A physics student is pulling on a 20 kg box that is sliding on the floor. The student applies a pulling force of 100 N using a rope at angle 30o

from the horizontal. The coefficient of kinetic friction between the box and the floor is 0.4. The acceleration of the box is closest to?

ma=Fcosα-F(fr)

F(fr) =μmg
a= (Fcosα- μmg)/m

To determine the acceleration of the box, we need to analyze the forces acting on it.

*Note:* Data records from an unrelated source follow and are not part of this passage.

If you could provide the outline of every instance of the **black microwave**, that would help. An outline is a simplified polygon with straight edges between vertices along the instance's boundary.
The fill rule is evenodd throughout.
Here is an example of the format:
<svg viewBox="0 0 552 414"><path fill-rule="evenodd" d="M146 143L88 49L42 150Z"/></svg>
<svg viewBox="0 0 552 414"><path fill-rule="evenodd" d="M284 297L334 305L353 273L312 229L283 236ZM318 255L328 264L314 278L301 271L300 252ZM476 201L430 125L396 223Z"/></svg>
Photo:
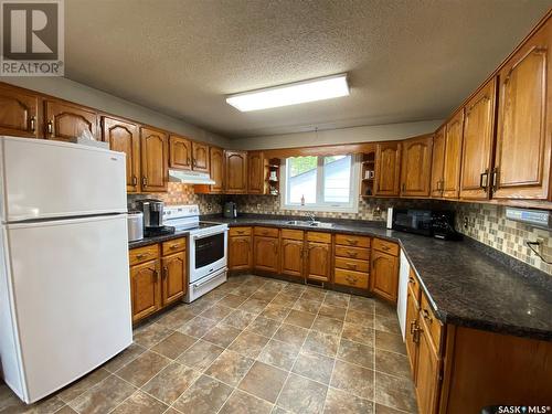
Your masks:
<svg viewBox="0 0 552 414"><path fill-rule="evenodd" d="M454 230L454 212L448 210L393 209L392 229L403 232L434 236L437 238L458 238Z"/></svg>

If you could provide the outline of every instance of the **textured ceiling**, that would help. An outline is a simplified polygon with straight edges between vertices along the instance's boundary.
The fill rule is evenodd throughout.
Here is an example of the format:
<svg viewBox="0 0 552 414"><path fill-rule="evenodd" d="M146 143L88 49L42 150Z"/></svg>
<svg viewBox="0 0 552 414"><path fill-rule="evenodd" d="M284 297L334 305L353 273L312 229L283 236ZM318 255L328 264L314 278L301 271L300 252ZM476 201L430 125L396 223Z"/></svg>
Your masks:
<svg viewBox="0 0 552 414"><path fill-rule="evenodd" d="M68 78L226 137L439 119L552 0L68 0ZM351 95L254 113L227 94L348 72Z"/></svg>

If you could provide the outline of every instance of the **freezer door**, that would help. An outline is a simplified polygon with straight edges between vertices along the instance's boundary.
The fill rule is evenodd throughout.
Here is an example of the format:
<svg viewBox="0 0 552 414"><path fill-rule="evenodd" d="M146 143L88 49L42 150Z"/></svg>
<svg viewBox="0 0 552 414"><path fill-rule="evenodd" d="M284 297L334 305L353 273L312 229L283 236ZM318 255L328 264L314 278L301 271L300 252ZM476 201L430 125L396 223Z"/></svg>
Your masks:
<svg viewBox="0 0 552 414"><path fill-rule="evenodd" d="M132 342L126 220L117 214L7 226L28 402Z"/></svg>
<svg viewBox="0 0 552 414"><path fill-rule="evenodd" d="M3 222L126 212L123 152L1 138Z"/></svg>

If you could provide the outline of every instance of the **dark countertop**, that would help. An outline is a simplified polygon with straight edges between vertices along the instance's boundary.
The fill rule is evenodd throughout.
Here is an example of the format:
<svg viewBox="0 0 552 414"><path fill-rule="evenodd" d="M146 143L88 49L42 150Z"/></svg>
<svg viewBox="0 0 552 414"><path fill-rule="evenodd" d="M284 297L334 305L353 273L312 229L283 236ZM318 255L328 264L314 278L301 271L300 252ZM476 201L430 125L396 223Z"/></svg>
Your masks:
<svg viewBox="0 0 552 414"><path fill-rule="evenodd" d="M331 221L330 229L286 225L289 217L250 215L238 219L204 216L205 221L265 225L386 238L401 245L420 277L437 318L507 335L552 340L552 276L479 242L442 241L384 229L382 223ZM305 220L305 217L301 217ZM130 243L138 247L185 235L152 237Z"/></svg>

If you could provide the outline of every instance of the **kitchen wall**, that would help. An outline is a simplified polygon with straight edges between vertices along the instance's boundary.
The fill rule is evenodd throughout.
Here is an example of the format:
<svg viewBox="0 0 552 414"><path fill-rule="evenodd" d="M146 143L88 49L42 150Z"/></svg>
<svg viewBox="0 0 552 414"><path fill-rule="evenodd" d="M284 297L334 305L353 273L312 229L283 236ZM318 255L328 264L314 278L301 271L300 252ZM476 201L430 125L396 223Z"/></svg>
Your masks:
<svg viewBox="0 0 552 414"><path fill-rule="evenodd" d="M275 215L305 215L306 213L305 211L282 209L279 197L234 195L231 199L237 203L240 213ZM385 221L389 206L454 210L456 212L456 230L463 234L552 275L552 265L545 264L526 245L526 241L542 238L544 257L552 262L551 232L507 220L503 206L439 200L361 199L358 213L315 212L315 214L321 219ZM468 220L467 229L464 227L465 217Z"/></svg>
<svg viewBox="0 0 552 414"><path fill-rule="evenodd" d="M153 194L128 194L128 206L135 210L136 200L139 199L160 199L167 205L170 204L198 204L200 214L222 214L223 195L215 194L195 194L193 185L182 184L179 182L169 182L166 193Z"/></svg>
<svg viewBox="0 0 552 414"><path fill-rule="evenodd" d="M38 91L76 104L91 106L108 114L130 118L139 123L148 124L157 128L167 129L171 132L182 134L192 139L203 142L214 144L221 147L229 147L225 137L210 132L194 125L184 123L144 106L132 104L117 96L94 89L86 85L73 82L65 77L4 77L1 82L15 86Z"/></svg>
<svg viewBox="0 0 552 414"><path fill-rule="evenodd" d="M325 129L231 140L235 149L275 149L405 139L434 132L443 120Z"/></svg>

1. First, let's find the normal force (N) exerted on the box by the floor. The normal force is equal in magnitude and opposite in direction to the weight of the box. The weight (W) can be calculated as the mass (m) multiplied by the acceleration due to gravity (g), which is approximately 9.8 m/s^2.
W = m * g
W = 20 kg * 9.8 m/s^2
W = 196 N

Therefore, the normal force is 196 N.

2. Next, let's determine the force of friction (F_friction) acting on the box. The force of friction can be calculated using the coefficient of kinetic friction (μ_k) and the normal force (N).
F_friction = μ_k * N
F_friction = 0.4 * 196 N
F_friction = 78.4 N

Therefore, the force of friction is 78.4 N.

3. Now, let's decompose the applied pulling force into horizontal and vertical components. Since the angle of the rope is given as 30 degrees from the horizontal, the horizontal component (F_horizontal) can be found using trigonometry.
F_horizontal = F_applied * cos(angle)
F_horizontal = 100 N * cos(30 degrees)
F_horizontal ≈ 86.6 N

Therefore, the horizontal component of the applied force is approximately 86.6 N.

4. The net force acting on the box in the horizontal direction can be calculated by subtracting the force of friction from the horizontal component of the applied force.
Net force (F_net) = F_horizontal - F_friction
F_net = 86.6 N - 78.4 N
F_net ≈ 8.2 N

Therefore, the net force acting on the box in the horizontal direction is approximately 8.2 N.

5. Finally, we can use Newton's second law of motion (F = m * a) to find the acceleration (a) of the box. Rearranging the equation, we have:
a = F_net / m
a = 8.2 N / 20 kg
a ≈ 0.41 m/s^2

Therefore, the acceleration of the box is approximately 0.41 m/s^2.